Create or update a security principal data map
Best practice: If a user or group has administrative privileges in the source environment, ensure that the corresponding user or group in the destination environment also has administrative privileges. If the security principal does not have appropriate privileges, users can encounter problems accessing objects.
To create a security principal data map for a source-destination pair:
- In FileNet Deployment Manager, right-click the source-destination pair and click Open.
- If security principal data is not to be used when data is converted for import, clear the Use option for the Security Principal Map.
If you clear this option, the security principal data map is not used and, therefore, does not need to be populated.
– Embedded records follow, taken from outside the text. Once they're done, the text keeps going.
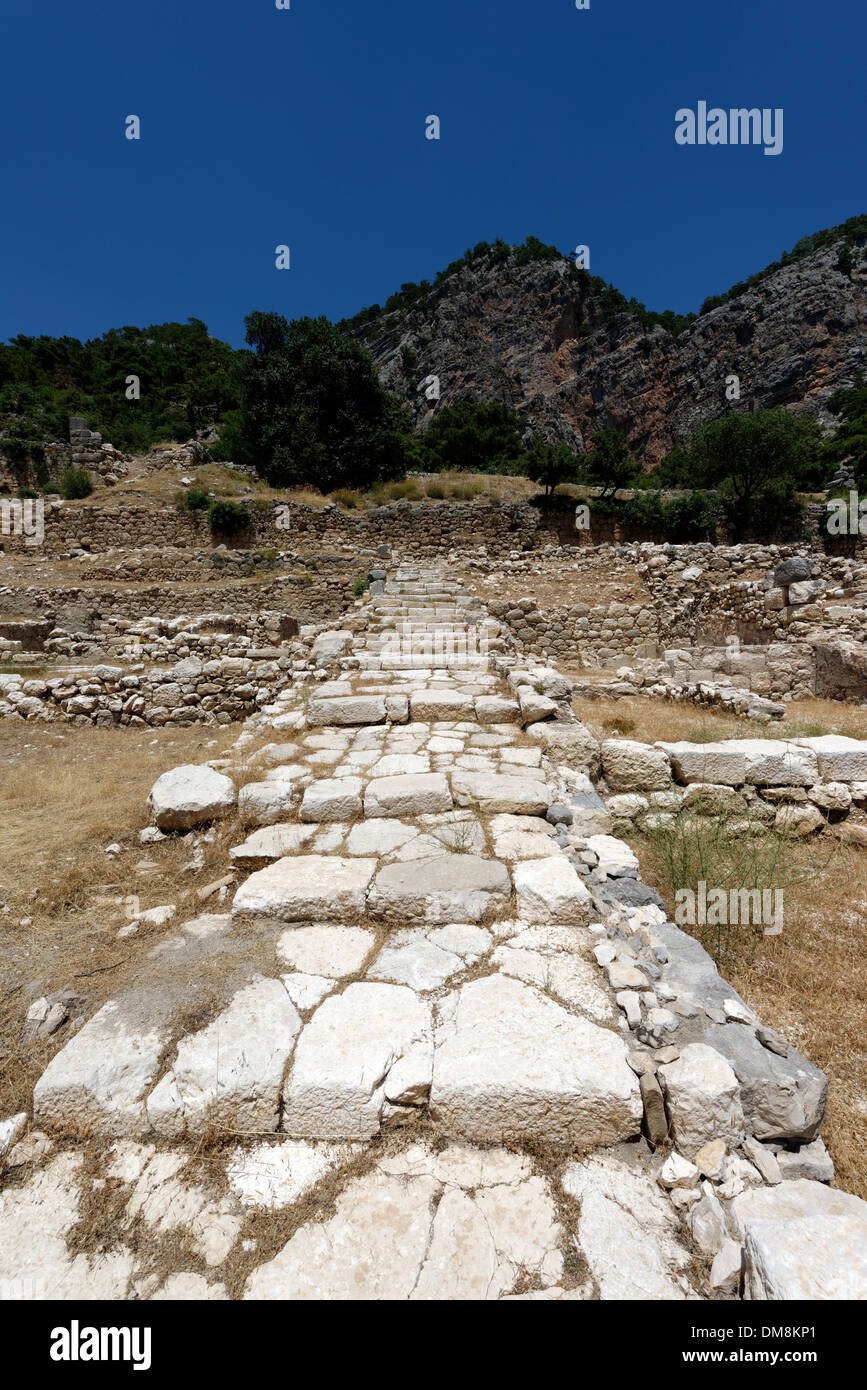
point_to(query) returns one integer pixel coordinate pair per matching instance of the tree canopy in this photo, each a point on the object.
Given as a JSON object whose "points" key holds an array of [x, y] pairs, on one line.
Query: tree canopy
{"points": [[313, 410]]}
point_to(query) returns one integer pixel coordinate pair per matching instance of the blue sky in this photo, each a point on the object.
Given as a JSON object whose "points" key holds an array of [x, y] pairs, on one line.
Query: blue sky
{"points": [[307, 128]]}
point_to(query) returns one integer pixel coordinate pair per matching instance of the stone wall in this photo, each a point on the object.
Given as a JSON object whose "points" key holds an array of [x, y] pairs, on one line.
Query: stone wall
{"points": [[81, 608], [416, 528]]}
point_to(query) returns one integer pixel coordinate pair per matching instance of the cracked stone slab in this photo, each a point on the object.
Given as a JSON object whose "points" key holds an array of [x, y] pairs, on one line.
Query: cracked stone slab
{"points": [[407, 794], [278, 1175], [229, 1073], [574, 980], [549, 890], [371, 1248], [782, 1097], [510, 1064], [502, 792], [306, 888], [35, 1262], [411, 958], [331, 951], [99, 1080], [439, 890], [628, 1232], [270, 843], [364, 1050]]}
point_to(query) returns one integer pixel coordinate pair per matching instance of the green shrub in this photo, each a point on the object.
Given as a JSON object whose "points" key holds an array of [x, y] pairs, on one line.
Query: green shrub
{"points": [[196, 499], [227, 517], [74, 483]]}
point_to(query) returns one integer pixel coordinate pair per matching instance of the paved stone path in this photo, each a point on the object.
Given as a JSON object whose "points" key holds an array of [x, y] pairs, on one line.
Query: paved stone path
{"points": [[416, 1057]]}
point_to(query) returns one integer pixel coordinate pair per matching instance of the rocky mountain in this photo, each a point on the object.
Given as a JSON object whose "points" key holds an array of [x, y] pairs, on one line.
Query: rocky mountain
{"points": [[573, 356]]}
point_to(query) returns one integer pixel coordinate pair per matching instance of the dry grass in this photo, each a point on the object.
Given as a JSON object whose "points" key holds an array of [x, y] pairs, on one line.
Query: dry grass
{"points": [[648, 720], [161, 488], [810, 983], [65, 794]]}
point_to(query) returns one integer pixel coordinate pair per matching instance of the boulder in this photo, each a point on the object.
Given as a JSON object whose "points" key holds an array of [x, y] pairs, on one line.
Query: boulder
{"points": [[568, 744], [499, 792], [631, 766], [549, 891], [702, 1097], [229, 1073], [346, 709], [332, 798], [802, 1240]]}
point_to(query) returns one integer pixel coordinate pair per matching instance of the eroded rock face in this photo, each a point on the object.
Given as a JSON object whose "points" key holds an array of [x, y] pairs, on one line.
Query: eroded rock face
{"points": [[99, 1080], [438, 890], [367, 1048], [510, 1062], [802, 1240], [306, 888], [188, 797], [229, 1075], [796, 334]]}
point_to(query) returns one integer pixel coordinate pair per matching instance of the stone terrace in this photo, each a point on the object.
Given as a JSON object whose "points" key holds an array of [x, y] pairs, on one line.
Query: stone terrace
{"points": [[441, 1004]]}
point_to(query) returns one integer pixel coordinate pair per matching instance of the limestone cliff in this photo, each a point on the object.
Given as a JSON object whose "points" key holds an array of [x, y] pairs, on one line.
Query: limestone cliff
{"points": [[542, 337]]}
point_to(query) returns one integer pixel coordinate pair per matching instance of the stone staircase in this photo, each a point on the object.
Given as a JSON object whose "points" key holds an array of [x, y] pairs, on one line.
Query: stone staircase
{"points": [[443, 1037], [421, 619]]}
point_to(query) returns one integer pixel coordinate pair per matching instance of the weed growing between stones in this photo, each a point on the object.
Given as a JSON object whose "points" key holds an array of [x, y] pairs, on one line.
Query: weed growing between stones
{"points": [[710, 848]]}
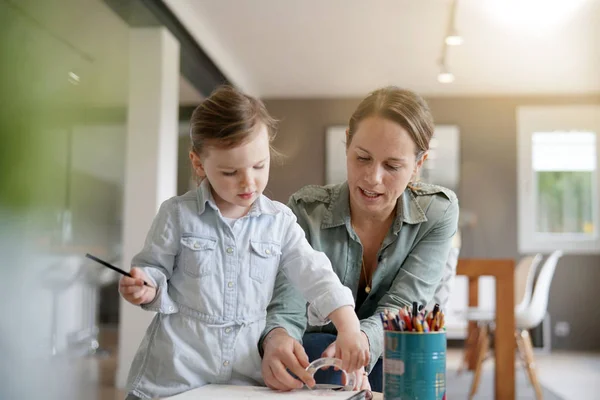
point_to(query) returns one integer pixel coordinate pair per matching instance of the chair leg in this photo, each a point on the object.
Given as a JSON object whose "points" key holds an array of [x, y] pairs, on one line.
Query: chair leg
{"points": [[526, 349], [470, 348], [483, 344]]}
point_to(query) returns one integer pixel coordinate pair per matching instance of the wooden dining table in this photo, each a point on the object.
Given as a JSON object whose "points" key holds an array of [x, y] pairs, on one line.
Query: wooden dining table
{"points": [[504, 337]]}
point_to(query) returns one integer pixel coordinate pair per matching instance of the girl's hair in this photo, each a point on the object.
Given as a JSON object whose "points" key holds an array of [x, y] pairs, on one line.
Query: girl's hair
{"points": [[403, 107], [228, 118]]}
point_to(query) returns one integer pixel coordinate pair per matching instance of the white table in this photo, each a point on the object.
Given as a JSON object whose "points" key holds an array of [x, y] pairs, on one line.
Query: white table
{"points": [[232, 392]]}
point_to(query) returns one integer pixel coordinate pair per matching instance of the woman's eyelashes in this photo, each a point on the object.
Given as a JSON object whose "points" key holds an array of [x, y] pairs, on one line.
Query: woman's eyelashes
{"points": [[389, 167]]}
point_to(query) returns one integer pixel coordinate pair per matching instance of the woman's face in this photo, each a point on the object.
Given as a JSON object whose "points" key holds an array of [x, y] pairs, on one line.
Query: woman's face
{"points": [[381, 160]]}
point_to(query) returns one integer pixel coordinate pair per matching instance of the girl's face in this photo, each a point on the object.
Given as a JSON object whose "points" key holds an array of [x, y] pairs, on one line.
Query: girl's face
{"points": [[238, 175], [381, 161]]}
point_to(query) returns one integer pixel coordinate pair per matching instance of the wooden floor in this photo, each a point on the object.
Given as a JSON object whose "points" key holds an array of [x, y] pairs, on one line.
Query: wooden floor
{"points": [[570, 375]]}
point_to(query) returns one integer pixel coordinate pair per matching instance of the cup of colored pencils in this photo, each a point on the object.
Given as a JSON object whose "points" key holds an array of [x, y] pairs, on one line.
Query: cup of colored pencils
{"points": [[414, 357]]}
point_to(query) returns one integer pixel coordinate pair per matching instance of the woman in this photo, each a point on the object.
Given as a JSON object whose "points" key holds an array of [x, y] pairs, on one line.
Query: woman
{"points": [[387, 236]]}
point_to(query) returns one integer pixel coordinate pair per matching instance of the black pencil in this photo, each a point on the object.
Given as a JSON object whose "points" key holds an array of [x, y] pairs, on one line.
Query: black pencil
{"points": [[107, 265], [360, 395]]}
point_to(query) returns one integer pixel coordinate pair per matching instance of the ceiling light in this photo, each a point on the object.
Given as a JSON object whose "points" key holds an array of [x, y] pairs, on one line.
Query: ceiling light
{"points": [[454, 39]]}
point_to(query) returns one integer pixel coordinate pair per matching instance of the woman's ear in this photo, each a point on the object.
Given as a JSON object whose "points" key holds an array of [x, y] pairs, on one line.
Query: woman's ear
{"points": [[197, 164], [420, 160], [347, 139]]}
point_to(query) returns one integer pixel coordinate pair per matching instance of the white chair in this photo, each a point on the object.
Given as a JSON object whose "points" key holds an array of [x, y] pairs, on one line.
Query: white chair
{"points": [[524, 278], [527, 316]]}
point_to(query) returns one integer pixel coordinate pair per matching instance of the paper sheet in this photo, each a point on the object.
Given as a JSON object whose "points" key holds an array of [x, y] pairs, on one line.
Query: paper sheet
{"points": [[232, 392]]}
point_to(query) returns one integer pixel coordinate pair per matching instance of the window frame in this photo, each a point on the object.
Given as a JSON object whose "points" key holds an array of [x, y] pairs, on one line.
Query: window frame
{"points": [[532, 119]]}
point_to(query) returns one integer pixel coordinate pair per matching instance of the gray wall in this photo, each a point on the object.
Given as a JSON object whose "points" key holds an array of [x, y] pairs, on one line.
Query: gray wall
{"points": [[488, 187]]}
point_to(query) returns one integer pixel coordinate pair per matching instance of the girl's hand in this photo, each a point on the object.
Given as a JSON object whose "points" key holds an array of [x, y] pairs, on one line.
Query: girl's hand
{"points": [[133, 289]]}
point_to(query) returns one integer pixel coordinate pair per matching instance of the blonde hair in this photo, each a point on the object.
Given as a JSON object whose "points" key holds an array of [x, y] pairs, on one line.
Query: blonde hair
{"points": [[406, 108]]}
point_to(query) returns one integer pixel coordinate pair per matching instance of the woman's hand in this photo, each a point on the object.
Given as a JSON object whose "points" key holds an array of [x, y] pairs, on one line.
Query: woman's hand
{"points": [[356, 354], [133, 289], [282, 353]]}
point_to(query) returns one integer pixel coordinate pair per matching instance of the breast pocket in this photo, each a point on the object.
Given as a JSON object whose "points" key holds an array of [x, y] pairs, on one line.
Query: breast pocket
{"points": [[198, 255], [264, 259]]}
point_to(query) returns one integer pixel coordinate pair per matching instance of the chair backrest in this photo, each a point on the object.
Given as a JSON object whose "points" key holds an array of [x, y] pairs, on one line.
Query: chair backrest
{"points": [[524, 278], [444, 289], [534, 313]]}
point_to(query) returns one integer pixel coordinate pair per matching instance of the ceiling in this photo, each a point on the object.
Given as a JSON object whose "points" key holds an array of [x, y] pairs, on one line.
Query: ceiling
{"points": [[345, 48], [89, 40]]}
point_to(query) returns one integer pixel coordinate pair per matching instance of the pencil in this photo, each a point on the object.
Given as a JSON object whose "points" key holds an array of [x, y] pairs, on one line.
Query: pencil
{"points": [[107, 265], [360, 395]]}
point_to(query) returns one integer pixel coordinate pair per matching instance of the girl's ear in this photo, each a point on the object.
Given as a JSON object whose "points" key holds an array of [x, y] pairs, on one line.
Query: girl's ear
{"points": [[197, 165]]}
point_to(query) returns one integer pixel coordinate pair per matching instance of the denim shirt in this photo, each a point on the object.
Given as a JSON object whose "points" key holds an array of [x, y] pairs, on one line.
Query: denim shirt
{"points": [[221, 279], [410, 261]]}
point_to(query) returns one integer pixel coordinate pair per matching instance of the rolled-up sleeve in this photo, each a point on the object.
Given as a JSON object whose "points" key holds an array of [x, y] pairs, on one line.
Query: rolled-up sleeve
{"points": [[157, 258], [311, 273], [418, 277]]}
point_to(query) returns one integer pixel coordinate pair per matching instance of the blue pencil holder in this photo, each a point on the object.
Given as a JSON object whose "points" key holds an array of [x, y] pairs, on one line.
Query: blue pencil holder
{"points": [[414, 366]]}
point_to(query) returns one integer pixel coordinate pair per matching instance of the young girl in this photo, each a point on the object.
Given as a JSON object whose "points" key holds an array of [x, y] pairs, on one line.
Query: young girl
{"points": [[211, 258]]}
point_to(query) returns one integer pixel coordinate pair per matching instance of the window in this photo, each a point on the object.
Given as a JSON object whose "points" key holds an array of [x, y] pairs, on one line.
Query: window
{"points": [[558, 179]]}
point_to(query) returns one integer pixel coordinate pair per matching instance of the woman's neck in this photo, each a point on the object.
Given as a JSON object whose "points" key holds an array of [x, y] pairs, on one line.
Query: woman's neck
{"points": [[369, 222]]}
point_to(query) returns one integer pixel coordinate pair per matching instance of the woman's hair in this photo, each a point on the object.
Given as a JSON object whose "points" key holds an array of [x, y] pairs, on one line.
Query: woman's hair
{"points": [[228, 118], [403, 107]]}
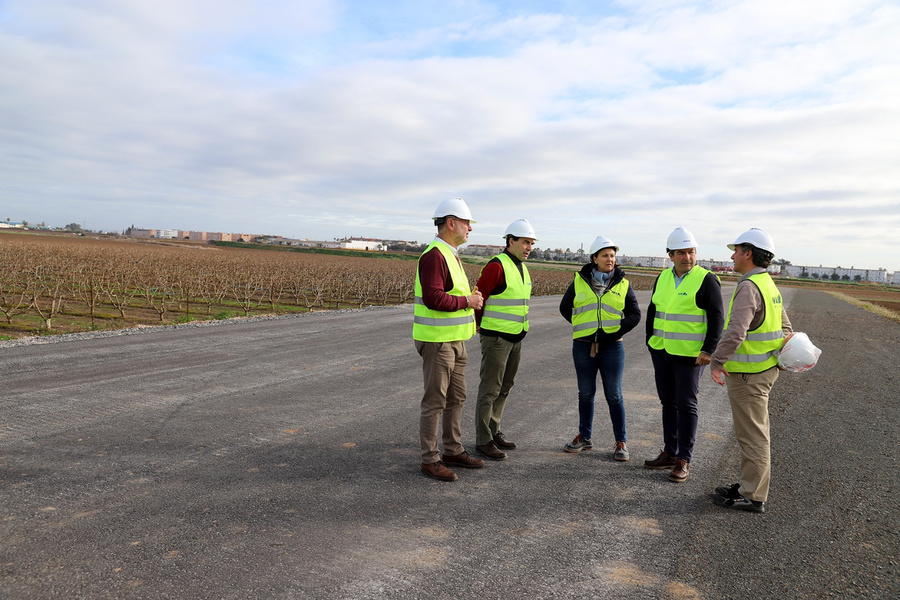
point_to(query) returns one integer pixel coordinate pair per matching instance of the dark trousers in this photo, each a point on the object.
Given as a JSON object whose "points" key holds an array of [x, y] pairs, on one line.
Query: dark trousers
{"points": [[677, 384]]}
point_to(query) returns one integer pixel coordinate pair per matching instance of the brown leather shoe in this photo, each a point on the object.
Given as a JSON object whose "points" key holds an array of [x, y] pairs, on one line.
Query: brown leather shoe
{"points": [[663, 461], [439, 471], [502, 442], [463, 460], [491, 451], [680, 471]]}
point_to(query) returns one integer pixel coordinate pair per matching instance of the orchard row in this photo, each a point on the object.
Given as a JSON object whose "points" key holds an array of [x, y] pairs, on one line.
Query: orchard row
{"points": [[45, 280]]}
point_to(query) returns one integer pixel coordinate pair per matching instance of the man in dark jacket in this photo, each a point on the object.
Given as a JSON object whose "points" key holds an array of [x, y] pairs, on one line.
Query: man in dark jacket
{"points": [[684, 323]]}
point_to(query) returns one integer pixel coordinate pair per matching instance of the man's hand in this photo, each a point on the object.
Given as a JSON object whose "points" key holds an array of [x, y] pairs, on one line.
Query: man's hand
{"points": [[476, 300], [717, 375]]}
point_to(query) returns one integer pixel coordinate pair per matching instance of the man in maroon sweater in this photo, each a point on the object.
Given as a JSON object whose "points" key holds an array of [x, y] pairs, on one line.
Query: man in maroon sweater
{"points": [[443, 320], [502, 325]]}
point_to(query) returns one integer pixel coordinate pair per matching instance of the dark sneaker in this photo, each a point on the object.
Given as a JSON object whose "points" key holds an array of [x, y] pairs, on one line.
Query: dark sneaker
{"points": [[491, 451], [729, 492], [680, 471], [438, 471], [502, 442], [663, 461], [463, 460], [579, 444], [741, 503]]}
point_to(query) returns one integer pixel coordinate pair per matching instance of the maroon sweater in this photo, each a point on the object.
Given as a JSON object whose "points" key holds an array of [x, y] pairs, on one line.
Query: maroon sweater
{"points": [[436, 281]]}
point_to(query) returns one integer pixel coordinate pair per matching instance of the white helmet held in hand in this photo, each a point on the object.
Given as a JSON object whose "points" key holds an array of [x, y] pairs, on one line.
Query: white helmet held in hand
{"points": [[520, 228], [756, 237], [681, 239], [602, 242], [453, 207]]}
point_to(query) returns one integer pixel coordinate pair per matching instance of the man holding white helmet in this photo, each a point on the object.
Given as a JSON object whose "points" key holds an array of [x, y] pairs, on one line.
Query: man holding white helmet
{"points": [[444, 318], [502, 324], [746, 358], [684, 323]]}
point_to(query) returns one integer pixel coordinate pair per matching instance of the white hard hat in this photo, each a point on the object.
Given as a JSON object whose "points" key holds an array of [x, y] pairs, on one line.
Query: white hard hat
{"points": [[798, 353], [520, 228], [681, 239], [602, 242], [756, 237], [453, 207]]}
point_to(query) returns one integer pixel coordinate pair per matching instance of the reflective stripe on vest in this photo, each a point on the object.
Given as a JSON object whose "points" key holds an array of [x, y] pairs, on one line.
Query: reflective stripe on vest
{"points": [[438, 325], [507, 312], [758, 351], [679, 326], [590, 313]]}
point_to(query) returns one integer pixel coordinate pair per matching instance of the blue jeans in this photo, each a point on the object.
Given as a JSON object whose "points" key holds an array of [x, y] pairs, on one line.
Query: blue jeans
{"points": [[610, 363]]}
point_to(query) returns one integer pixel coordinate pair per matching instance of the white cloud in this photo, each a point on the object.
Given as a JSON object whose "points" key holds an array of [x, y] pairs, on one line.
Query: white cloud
{"points": [[323, 119]]}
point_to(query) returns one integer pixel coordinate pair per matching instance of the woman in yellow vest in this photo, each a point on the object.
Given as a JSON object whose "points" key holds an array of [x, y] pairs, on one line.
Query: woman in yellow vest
{"points": [[602, 307]]}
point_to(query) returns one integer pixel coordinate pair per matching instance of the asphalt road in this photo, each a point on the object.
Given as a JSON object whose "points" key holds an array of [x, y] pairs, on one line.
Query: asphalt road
{"points": [[279, 459]]}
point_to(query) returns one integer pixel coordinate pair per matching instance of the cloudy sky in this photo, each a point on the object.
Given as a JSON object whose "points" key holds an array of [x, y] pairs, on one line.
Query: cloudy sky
{"points": [[323, 118]]}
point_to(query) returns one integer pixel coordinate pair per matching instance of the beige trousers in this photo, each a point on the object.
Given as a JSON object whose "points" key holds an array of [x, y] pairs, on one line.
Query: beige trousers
{"points": [[749, 395], [444, 372]]}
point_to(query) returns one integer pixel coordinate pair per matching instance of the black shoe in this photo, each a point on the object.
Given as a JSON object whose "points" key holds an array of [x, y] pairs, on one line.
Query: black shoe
{"points": [[502, 442], [663, 461], [491, 451], [729, 492], [741, 503]]}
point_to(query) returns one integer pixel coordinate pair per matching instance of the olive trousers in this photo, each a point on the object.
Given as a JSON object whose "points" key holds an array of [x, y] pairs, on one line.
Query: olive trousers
{"points": [[749, 396], [444, 372]]}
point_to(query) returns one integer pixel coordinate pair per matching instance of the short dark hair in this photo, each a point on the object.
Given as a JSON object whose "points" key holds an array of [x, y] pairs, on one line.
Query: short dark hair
{"points": [[761, 258]]}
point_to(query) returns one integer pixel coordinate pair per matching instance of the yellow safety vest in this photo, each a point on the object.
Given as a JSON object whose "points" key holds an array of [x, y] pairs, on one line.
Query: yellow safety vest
{"points": [[758, 351], [507, 312], [438, 325], [679, 326], [591, 312]]}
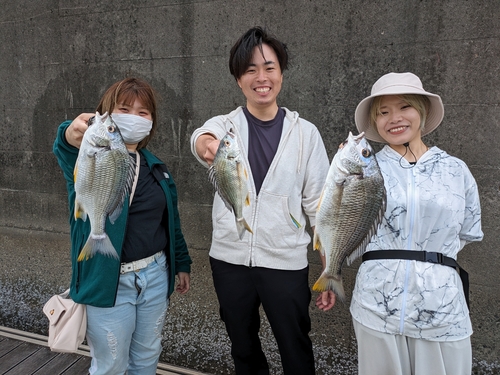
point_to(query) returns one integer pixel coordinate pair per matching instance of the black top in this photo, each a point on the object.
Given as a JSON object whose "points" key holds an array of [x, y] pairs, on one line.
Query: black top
{"points": [[146, 234], [263, 140]]}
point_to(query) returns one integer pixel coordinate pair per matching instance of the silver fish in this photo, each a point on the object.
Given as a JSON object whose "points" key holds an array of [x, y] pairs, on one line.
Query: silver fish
{"points": [[352, 205], [230, 180], [103, 174]]}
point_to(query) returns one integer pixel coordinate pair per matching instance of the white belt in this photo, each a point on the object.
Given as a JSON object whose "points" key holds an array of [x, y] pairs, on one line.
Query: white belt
{"points": [[137, 265]]}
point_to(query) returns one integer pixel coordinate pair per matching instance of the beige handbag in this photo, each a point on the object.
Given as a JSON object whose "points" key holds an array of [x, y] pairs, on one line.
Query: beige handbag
{"points": [[67, 323]]}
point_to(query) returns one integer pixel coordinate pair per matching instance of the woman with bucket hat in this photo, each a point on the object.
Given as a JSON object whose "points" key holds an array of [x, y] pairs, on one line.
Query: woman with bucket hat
{"points": [[409, 305]]}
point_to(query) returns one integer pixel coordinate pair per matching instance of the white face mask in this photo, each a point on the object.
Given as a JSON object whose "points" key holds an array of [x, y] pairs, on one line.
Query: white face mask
{"points": [[133, 128]]}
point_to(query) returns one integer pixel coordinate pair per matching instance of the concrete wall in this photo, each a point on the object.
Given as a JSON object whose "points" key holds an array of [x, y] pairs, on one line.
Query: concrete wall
{"points": [[58, 57]]}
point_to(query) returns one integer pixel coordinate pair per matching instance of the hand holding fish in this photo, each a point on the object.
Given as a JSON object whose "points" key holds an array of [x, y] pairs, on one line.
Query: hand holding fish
{"points": [[103, 178], [326, 300], [230, 179], [351, 206], [74, 132], [206, 147]]}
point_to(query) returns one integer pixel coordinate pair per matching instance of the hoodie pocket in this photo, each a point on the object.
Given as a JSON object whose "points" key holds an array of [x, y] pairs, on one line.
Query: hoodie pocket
{"points": [[277, 229]]}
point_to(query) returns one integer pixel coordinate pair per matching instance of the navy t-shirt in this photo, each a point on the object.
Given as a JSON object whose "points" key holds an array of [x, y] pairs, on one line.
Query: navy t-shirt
{"points": [[263, 140], [145, 234]]}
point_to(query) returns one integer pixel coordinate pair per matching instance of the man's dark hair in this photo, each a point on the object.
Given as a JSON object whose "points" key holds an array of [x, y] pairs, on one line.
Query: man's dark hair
{"points": [[241, 53]]}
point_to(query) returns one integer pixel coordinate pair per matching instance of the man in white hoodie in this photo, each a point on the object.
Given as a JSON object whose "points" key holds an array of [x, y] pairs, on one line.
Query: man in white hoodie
{"points": [[287, 164]]}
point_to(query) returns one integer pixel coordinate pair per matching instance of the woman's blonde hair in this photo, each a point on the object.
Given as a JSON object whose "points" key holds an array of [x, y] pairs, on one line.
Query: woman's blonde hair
{"points": [[420, 102], [127, 91]]}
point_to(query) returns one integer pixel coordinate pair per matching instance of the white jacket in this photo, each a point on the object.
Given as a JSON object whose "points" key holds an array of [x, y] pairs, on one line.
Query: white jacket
{"points": [[433, 206], [291, 188]]}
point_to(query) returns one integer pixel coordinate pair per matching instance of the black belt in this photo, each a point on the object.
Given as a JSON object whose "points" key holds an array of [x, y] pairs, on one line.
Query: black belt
{"points": [[422, 256]]}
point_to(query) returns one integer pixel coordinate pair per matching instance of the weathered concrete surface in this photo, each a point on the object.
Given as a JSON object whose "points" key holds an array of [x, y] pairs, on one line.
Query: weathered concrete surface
{"points": [[58, 57]]}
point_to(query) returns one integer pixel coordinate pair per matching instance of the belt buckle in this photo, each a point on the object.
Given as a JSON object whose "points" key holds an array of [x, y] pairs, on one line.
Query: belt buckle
{"points": [[140, 264], [433, 257]]}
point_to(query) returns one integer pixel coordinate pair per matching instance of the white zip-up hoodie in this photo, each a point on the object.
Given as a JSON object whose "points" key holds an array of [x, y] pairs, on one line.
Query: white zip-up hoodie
{"points": [[432, 206], [288, 197]]}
You can skip steps 3 and 4.
Best practice: Clear the Use option only if you are sure that all referenced principals have the same names and IDs in both environments. Typically, the principals have the same names and IDs only if the environments use the same LDAP. If you are not sure, leave this option checked.
- Click the Map Data button for the Security Principal Map.
FileNet Deployment Manager maps the user or group in the destination environment that corresponds to each user or group in the source environment, and updates the security principals data map to reflect these mappings.
- If the data map contains users or groups that FileNet Deployment Manager could not map, perform one of the following steps to resolve the unmapped entries:
- Modify the users and groups in the environments to eliminate the inconsistencies. Then, re-create the half maps and the data map.
- Re-create the principal half maps with different selection criteria and then re-create the data map.
- Edit the half maps to add matching labels for any unmapped users or groups. Then, re-create the data map. For more information, see Edit labels in half maps.
NOTE If you use labels to resolve unmapped entries, be aware that FileNet Deployment Manager supports only a one-to-one correspondence between mapped principals. That is, you can use a given label for only one source principal and one destination principal. Assigning the same label to multiple principals in either environment can cause unexpected behavior.